The road back to my new normal was filled with misery at times, and although I’ve improved dramatically, my injuries took plenty away in the physical sense. As I write this book, the accident is in the past by more than three years. Still, my entire left side feels tingly and tight, as if there’s a piece of elastic running from my neck to just past my thigh that’s being pulled too tautly. I’ve had surgeries on my left arm and hand, but they’ve made little difference in my ability to use this limb, except that now I can make a half-hearted fist. My left fingers don’t work properly and I can’t flatten my hand. My pinkie finger is in a permanent bend. My first finger and the middle finger are fixed in an eternal peace sign, and I can’t shoot the bird, which is a bummer in Dallas traffic. If you ask me to carry something with my left arm, I’ll drop it. If you ask me to hold a glass of water with my left hand, I’ll spill it. My arm just hangs there. I don’t have any control over it.
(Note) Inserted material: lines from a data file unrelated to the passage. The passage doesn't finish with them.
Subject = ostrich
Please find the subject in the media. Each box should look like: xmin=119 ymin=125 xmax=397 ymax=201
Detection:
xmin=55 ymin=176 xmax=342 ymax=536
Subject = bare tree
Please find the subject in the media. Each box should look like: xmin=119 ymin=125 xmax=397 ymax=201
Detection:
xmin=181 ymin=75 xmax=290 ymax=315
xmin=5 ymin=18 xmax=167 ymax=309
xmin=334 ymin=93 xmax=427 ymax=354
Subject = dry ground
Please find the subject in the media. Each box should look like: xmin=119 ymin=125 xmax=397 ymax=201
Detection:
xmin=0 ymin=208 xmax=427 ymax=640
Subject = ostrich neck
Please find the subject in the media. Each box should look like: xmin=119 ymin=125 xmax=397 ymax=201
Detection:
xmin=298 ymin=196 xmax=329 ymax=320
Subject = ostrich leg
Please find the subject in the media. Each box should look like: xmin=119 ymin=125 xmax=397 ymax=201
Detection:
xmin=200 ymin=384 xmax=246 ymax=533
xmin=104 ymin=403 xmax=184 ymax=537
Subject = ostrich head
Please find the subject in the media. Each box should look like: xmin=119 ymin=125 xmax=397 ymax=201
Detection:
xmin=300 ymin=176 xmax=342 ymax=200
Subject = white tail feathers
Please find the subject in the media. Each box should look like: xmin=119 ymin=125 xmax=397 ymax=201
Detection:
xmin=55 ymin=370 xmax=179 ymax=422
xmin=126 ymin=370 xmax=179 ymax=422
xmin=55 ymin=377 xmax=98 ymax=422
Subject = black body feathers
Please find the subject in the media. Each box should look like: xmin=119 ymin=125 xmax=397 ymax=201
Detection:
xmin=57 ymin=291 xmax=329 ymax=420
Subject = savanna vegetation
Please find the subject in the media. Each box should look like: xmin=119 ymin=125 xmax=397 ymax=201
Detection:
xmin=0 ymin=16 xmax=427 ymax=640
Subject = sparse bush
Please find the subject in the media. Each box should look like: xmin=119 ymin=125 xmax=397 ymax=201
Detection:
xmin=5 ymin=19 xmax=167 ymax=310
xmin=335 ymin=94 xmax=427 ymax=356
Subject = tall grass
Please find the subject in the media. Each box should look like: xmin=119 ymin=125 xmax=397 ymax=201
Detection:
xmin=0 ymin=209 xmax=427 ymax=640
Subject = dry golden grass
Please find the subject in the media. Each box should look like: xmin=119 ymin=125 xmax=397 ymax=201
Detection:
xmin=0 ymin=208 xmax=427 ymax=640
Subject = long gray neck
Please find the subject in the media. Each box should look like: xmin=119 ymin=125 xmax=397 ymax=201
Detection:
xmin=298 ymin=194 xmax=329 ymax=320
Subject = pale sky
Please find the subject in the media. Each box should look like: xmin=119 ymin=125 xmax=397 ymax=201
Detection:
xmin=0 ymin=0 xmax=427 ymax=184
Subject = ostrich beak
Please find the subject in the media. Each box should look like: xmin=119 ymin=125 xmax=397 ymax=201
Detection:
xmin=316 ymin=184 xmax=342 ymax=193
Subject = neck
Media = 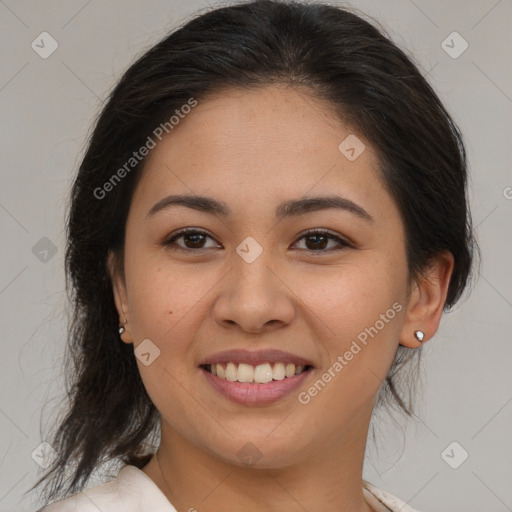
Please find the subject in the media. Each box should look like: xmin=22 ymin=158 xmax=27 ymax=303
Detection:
xmin=143 ymin=412 xmax=372 ymax=512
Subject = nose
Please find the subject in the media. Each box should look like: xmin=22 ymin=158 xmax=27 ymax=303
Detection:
xmin=213 ymin=251 xmax=296 ymax=333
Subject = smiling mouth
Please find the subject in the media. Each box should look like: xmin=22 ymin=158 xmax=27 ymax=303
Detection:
xmin=201 ymin=362 xmax=313 ymax=384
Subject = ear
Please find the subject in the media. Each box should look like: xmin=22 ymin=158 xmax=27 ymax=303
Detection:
xmin=400 ymin=251 xmax=454 ymax=348
xmin=107 ymin=251 xmax=133 ymax=343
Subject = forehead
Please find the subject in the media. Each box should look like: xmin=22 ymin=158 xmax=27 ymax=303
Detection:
xmin=134 ymin=85 xmax=391 ymax=223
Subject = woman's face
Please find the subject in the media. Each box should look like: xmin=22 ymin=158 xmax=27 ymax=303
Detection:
xmin=111 ymin=86 xmax=416 ymax=467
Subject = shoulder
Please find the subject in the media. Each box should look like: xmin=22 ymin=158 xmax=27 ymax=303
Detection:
xmin=42 ymin=466 xmax=176 ymax=512
xmin=363 ymin=480 xmax=419 ymax=512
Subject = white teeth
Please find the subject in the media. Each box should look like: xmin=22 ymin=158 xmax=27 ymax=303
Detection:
xmin=240 ymin=363 xmax=254 ymax=382
xmin=226 ymin=363 xmax=236 ymax=382
xmin=274 ymin=363 xmax=286 ymax=380
xmin=210 ymin=361 xmax=305 ymax=384
xmin=254 ymin=363 xmax=273 ymax=384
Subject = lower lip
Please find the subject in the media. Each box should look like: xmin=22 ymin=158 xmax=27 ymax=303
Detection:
xmin=200 ymin=368 xmax=312 ymax=405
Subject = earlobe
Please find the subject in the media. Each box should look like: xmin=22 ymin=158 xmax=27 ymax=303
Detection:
xmin=107 ymin=251 xmax=133 ymax=344
xmin=400 ymin=251 xmax=454 ymax=348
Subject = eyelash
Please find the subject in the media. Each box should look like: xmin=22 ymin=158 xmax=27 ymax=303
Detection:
xmin=162 ymin=228 xmax=353 ymax=254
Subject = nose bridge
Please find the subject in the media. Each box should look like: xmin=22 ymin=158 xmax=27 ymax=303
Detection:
xmin=215 ymin=237 xmax=294 ymax=331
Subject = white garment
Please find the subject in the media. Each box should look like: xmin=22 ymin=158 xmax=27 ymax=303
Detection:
xmin=43 ymin=465 xmax=416 ymax=512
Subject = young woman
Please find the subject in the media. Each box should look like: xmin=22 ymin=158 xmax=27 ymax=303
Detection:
xmin=36 ymin=0 xmax=474 ymax=512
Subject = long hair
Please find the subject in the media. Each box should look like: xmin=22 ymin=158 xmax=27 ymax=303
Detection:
xmin=30 ymin=0 xmax=476 ymax=503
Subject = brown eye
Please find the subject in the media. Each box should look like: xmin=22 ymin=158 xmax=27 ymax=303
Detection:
xmin=163 ymin=228 xmax=220 ymax=252
xmin=299 ymin=230 xmax=350 ymax=252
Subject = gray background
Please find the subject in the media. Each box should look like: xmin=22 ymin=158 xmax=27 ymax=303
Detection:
xmin=0 ymin=0 xmax=512 ymax=512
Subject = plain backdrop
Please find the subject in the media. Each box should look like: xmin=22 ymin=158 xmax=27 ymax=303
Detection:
xmin=0 ymin=0 xmax=512 ymax=512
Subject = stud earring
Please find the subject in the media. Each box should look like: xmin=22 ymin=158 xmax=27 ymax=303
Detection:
xmin=414 ymin=331 xmax=425 ymax=341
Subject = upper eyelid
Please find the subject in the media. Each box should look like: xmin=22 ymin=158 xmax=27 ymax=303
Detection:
xmin=163 ymin=227 xmax=353 ymax=252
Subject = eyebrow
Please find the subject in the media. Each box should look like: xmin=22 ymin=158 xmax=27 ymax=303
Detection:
xmin=146 ymin=194 xmax=374 ymax=222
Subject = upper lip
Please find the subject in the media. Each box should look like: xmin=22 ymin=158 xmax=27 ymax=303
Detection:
xmin=199 ymin=349 xmax=313 ymax=366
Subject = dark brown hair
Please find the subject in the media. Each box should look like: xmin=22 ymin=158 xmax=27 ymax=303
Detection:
xmin=34 ymin=0 xmax=476 ymax=503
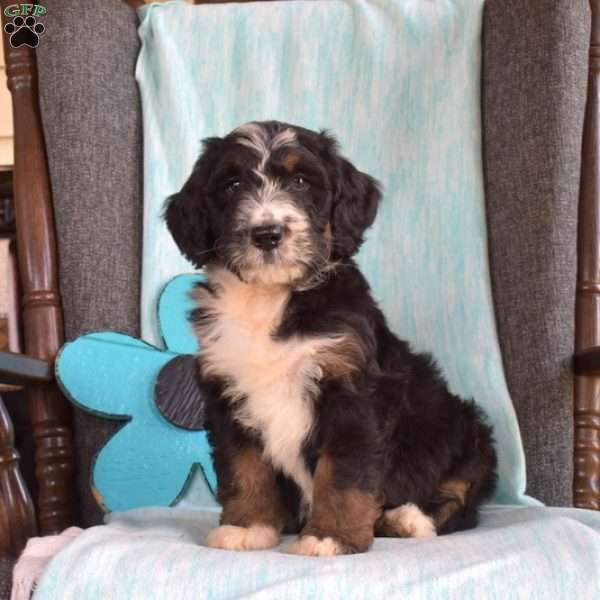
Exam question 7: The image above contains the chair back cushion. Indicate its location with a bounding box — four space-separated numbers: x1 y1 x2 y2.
483 0 590 505
37 0 142 525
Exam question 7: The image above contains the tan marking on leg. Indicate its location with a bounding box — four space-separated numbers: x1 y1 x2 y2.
433 479 471 529
377 502 437 538
207 525 279 550
207 447 291 550
289 455 381 556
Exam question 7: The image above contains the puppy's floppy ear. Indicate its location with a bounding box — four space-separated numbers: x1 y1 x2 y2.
164 138 222 268
320 131 381 258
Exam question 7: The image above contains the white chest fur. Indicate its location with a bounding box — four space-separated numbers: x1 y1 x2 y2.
196 269 337 505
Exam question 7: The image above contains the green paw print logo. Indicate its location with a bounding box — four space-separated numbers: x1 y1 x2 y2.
4 4 46 48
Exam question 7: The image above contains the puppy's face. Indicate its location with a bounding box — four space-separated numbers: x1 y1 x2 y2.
165 121 380 288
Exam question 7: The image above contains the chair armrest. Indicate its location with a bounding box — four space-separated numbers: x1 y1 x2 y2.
573 346 600 375
0 352 54 385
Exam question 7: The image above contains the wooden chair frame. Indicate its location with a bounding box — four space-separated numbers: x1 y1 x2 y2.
0 0 600 555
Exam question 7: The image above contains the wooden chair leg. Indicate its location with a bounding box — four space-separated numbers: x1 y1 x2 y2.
0 397 36 556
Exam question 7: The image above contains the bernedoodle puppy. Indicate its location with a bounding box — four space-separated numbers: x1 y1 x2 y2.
165 121 496 556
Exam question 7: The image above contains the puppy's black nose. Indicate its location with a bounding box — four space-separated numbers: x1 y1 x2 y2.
250 225 283 250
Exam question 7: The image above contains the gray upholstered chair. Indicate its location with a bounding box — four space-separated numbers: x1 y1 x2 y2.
0 0 600 595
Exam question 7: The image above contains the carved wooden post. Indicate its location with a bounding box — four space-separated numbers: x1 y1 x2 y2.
573 0 600 510
0 0 75 534
0 397 36 556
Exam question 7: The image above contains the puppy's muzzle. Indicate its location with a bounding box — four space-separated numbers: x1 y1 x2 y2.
250 225 283 251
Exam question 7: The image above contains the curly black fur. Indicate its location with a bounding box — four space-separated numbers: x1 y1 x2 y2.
165 122 496 550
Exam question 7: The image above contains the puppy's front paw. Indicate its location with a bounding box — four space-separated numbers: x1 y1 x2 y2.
288 535 346 556
206 525 279 550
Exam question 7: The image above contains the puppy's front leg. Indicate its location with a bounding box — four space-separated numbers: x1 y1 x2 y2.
289 454 381 556
207 446 286 550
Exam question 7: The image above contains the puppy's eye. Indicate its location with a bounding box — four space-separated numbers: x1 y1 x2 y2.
291 175 310 191
225 177 242 194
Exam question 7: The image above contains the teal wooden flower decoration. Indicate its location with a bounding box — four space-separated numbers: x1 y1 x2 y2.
56 275 216 511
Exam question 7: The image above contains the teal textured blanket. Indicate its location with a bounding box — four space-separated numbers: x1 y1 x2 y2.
137 0 526 503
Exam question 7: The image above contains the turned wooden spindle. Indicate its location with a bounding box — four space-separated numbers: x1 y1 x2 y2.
0 397 36 556
0 0 76 534
573 0 600 510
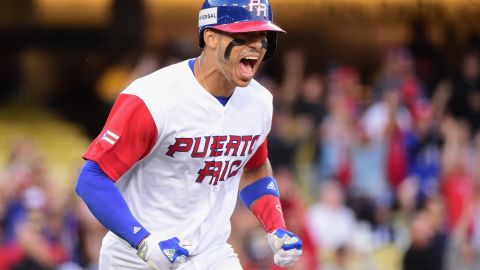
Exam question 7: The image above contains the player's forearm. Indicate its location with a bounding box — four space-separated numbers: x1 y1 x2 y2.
75 160 150 248
240 160 286 232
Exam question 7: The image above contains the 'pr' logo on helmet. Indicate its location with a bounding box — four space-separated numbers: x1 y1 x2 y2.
248 0 268 16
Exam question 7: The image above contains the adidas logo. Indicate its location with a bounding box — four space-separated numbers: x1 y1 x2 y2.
163 248 175 262
267 181 277 190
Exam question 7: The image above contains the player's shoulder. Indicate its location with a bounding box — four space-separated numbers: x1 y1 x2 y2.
123 60 191 97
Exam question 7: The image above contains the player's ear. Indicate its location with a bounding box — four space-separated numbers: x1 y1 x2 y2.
203 28 220 49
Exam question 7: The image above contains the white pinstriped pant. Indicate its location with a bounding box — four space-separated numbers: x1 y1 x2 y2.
99 232 242 270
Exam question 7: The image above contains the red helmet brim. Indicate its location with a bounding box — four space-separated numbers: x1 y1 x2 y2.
212 21 286 33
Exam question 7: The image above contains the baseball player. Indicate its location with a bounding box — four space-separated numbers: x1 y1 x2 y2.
76 0 302 270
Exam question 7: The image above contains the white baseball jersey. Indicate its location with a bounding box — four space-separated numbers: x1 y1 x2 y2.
84 58 272 266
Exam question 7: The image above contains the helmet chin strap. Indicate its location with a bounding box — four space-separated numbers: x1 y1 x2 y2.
223 38 268 60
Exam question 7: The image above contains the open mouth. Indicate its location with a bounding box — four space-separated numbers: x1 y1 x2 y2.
240 56 258 77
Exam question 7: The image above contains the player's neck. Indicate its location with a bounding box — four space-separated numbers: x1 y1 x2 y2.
194 54 235 97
I don’t trust it.
On my right side, the rotator cuff in my shoulder is torn. This prevents me from being able to raise my arm past a certain point. I know from a CAT scan that there’s a piece of bone just floating around in the general shoulder area. I have constant lower back pain. It’s not debilitating, just annoying. I work with a trainer several days a week to improve my body’s functions and reduce my limitations. I’m as active as I can be. But once the brain is injured, it’s a crapshoot as to how well it will heal and to what extent. I live in an active holding pattern.
When my brain was injured, certain neurons were severed that can never be repaired, including the ones that control smell and taste. As a result, I no longer have these senses, and my research tells me I’ll never regain them. I’ve had to learn to recontextualize my experiences; now, I can only predict what things taste like or smell like based on what I know from the past.